Fall in non-COVID in-person visits reveals pandemic care gap

Lone patient in waiting room
Lone patient in waiting room

ArtmannWitte / iStock

Dramatically fewer US patients sought in-person routine preventive or elective care during the first 2 months of the COVID-19 pandemic, a decrease only partially offset by a rise in the use of telemedicine, according to a study published today in JAMA Network Open.

Led by researchers at RAND Corp., the study used health insurance claims data to evaluate the use of non–COVID-19–related health services among 6.8 million US patients with employer-sponsored insurance in March and April relative to the same periods in 2018 and 2019. The researchers also assessed whether changes in use differed by patient race or income. Patient demographics and geographic distributions were comparable in all 3 years.

In March and April, ambulatory visits fell 25% relative to 2019. The use of colonoscopy declined by 69.6%. Relative declines were also seen in visits for mammograms (-67.0%), hemoglobin A1c tests to monitor blood glucose levels (-50.7%), childhood vaccines (-22.3%), chemotherapy (-4.1%), musculoskeletal surgery (-47.4%), cataract surgery (-59.8%), and magnetic resonance imaging (-45.0%).

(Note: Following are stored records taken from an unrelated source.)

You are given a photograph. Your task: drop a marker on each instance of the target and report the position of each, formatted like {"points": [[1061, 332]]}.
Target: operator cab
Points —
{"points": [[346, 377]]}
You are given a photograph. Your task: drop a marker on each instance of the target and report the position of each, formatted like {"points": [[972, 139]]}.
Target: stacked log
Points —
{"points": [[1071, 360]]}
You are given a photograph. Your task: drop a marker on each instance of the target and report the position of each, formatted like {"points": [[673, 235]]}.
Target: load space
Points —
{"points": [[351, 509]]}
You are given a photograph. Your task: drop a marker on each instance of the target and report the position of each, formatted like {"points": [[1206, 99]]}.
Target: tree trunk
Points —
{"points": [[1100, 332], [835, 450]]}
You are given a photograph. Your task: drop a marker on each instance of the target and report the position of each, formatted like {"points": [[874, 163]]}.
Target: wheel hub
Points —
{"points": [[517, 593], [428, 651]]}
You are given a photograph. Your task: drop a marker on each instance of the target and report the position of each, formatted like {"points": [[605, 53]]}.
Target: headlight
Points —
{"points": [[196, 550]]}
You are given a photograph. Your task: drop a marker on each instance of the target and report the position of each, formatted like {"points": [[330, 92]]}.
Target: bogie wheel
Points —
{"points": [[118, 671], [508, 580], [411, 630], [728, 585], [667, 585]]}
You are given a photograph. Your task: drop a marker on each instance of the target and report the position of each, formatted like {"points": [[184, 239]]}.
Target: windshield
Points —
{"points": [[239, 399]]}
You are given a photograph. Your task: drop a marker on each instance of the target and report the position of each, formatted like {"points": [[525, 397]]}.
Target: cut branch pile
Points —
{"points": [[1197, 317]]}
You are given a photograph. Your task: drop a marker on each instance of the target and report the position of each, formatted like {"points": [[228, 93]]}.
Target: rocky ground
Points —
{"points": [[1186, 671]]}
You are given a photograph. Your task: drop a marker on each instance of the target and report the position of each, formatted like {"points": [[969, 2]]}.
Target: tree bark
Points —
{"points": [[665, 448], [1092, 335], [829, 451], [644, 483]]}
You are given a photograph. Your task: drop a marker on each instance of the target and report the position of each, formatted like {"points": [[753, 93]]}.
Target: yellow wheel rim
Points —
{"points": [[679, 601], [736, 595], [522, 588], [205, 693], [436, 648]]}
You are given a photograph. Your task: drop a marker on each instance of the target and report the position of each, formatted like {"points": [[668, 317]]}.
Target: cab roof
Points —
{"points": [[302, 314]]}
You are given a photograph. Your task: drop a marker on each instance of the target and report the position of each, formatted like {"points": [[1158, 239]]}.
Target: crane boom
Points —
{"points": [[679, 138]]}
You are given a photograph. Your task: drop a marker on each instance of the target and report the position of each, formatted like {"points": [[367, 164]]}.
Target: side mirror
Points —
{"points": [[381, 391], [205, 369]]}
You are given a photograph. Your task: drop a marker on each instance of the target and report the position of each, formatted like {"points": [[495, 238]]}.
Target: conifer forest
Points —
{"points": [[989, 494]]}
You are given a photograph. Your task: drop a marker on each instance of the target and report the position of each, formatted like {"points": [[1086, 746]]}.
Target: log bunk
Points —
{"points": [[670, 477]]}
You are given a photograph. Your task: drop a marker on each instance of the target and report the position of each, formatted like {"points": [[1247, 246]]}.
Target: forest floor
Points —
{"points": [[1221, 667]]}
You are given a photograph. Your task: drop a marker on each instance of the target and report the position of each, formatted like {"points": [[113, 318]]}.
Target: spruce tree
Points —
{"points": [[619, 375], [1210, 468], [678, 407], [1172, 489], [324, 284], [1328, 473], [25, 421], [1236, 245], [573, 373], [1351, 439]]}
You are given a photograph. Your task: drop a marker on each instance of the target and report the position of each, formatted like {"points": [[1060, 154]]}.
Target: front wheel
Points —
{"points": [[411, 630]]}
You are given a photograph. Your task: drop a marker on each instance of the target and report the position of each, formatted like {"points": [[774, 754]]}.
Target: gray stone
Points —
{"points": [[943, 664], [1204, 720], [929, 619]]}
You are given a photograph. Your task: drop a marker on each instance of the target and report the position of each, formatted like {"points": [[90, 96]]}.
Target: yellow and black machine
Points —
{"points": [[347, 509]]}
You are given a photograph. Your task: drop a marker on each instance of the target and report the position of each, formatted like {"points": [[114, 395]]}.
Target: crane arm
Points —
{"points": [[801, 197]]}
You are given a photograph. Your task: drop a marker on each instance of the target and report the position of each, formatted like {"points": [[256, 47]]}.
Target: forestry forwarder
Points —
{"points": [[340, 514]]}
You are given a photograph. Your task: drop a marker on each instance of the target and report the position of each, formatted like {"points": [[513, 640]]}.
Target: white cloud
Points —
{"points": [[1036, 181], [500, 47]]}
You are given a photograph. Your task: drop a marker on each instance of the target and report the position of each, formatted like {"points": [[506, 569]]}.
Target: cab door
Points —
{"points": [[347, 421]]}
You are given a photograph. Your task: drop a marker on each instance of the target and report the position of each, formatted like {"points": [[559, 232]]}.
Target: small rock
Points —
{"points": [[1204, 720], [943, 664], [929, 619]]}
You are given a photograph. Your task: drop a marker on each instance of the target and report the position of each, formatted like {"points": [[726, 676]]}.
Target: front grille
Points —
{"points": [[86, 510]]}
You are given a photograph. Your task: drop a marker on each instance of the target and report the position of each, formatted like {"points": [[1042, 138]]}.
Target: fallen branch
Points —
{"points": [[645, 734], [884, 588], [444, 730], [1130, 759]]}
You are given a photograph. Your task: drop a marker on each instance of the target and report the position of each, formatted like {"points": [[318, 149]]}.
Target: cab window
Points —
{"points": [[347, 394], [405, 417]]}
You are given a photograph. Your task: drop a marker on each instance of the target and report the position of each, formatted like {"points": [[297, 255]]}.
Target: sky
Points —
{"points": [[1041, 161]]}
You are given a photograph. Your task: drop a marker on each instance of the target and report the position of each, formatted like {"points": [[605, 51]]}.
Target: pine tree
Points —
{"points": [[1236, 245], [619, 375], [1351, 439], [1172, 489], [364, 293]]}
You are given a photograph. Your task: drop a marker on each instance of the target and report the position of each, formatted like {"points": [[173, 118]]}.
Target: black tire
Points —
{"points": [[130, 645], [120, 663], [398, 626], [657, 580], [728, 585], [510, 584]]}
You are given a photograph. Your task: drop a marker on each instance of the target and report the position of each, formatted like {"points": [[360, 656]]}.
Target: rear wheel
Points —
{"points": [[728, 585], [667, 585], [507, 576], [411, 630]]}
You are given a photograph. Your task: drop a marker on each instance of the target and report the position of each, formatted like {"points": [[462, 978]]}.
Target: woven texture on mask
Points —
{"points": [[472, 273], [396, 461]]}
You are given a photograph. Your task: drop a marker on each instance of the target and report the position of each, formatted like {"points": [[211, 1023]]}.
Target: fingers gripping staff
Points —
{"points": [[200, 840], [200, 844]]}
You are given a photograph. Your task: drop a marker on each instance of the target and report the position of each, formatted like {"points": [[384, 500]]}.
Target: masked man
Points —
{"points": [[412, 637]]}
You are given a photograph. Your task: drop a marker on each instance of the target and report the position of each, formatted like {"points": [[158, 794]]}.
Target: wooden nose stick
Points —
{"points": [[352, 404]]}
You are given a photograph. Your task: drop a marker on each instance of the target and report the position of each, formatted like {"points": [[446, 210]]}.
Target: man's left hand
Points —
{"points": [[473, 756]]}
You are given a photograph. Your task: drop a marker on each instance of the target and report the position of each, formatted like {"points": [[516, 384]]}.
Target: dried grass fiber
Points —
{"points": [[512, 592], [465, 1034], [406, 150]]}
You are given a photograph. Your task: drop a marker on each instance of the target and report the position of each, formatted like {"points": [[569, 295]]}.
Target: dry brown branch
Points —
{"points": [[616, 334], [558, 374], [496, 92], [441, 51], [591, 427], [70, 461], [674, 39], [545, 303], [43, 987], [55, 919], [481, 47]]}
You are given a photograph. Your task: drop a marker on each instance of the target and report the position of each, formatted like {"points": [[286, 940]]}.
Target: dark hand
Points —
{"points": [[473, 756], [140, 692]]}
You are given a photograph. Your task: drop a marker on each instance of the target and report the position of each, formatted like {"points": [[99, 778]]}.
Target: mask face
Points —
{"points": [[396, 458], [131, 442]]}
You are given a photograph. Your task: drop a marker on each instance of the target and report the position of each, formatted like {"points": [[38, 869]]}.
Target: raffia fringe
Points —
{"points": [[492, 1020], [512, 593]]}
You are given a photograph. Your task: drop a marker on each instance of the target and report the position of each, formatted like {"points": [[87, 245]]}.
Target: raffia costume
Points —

Use of cholesterol-controlling statins fell by 2.8%, while diabetes drugs dropped 2.3%. At the same time, the use of asthma medications increased by 11.1%. Overall medical spending declined by 21.5% in March and 45.5% in April 2020 relative to time trends.

The use of telehealth services increased 1,270% in March and 4,081% in April compared with those months in 2018 and 2019. However, the increases compensated for the decline in in-person visits by only 40% in March and 42% in April.

Telehealth use differences by ZIP code

The authors said that the increase in telemedicine may have been influenced by changes in financing and licensing as well as adjustments by patients, insurance companies, and healthcare professionals.

However, they said, the low offset suggests that many primary care needs may have gone unmet. "It is important to note that many of these policies were only instituted in March, and thus there is still an opportunity for the unmet need gap to be further filled by telemedicine as the pandemic continues," the researchers wrote.

Residents of lower-income or more racially diverse areas had smaller decreases in in-person visits, at 20.0% in areas with 80% or more minorities compared with 5.4% in areas with 21% to 71% minority populations. Areas with a high proportion of minorities also had lower rates of telemedicine use, at -7.2% in regions with 80% or higher minority populations and -1.5% in those with 21% to 79% minorities. However, they were less likely than others to have delayed the type of preventive services assessed in the study.

"We found smaller reductions in care use and lower rates of telemedicine use among patients residing in ZIP codes with lower-income or predominately racial/ethnic minority populations," the authors said. "The extent to which access barriers to telemedicine contribute to lower rates of in-person care deferral and thus increases in potential exposure to COVID-19 should be examined in future work."

The authors attributed the "profound shock" of COVID-19 to the healthcare system in terms of in-person visits to patient fears of infection and reduced access to traditional in-person healthcare after restrictions on nonessential procedures early in the pandemic.

"If the current trends continue, innovative approaches to ensure patients receive timely access to important care will be required," they wrote. "These approaches will require collaboration from multiple stakeholders, including patients, health professionals, insurers, employers, and regulators."

Health inequities, amplified

In a commentary in the same journal, Elizabeth Jacobs, MD, MAPP, of the Maine Medical Research Institute; Olugbenga Ogedegbe, MD, MS, MPH, of New York University; and Stephan Fihn, MD, MPH, of the University of Washington in Seattle, said that the study also highlights how the pandemic has aggravated preexisting health inequities caused by uneven access to the Internet and declining healthcare system resources to provide telehealth, especially in rural areas.

"These issues have only served to compound existing disparities by worsening access to care and failing to protect essential workers at the bottom of the socioeconomic hierarchy in communities where the preexisting burden of chronic disease was disproportionate," they wrote.

Jacobs and colleagues called for research into the effects of the shift from in-person to virtual ambulatory care in terms of quality of care, timing of cancer diagnoses, management of high blood pressure and diabetes, and complications of cardiovascular, kidney, and other chronic diseases.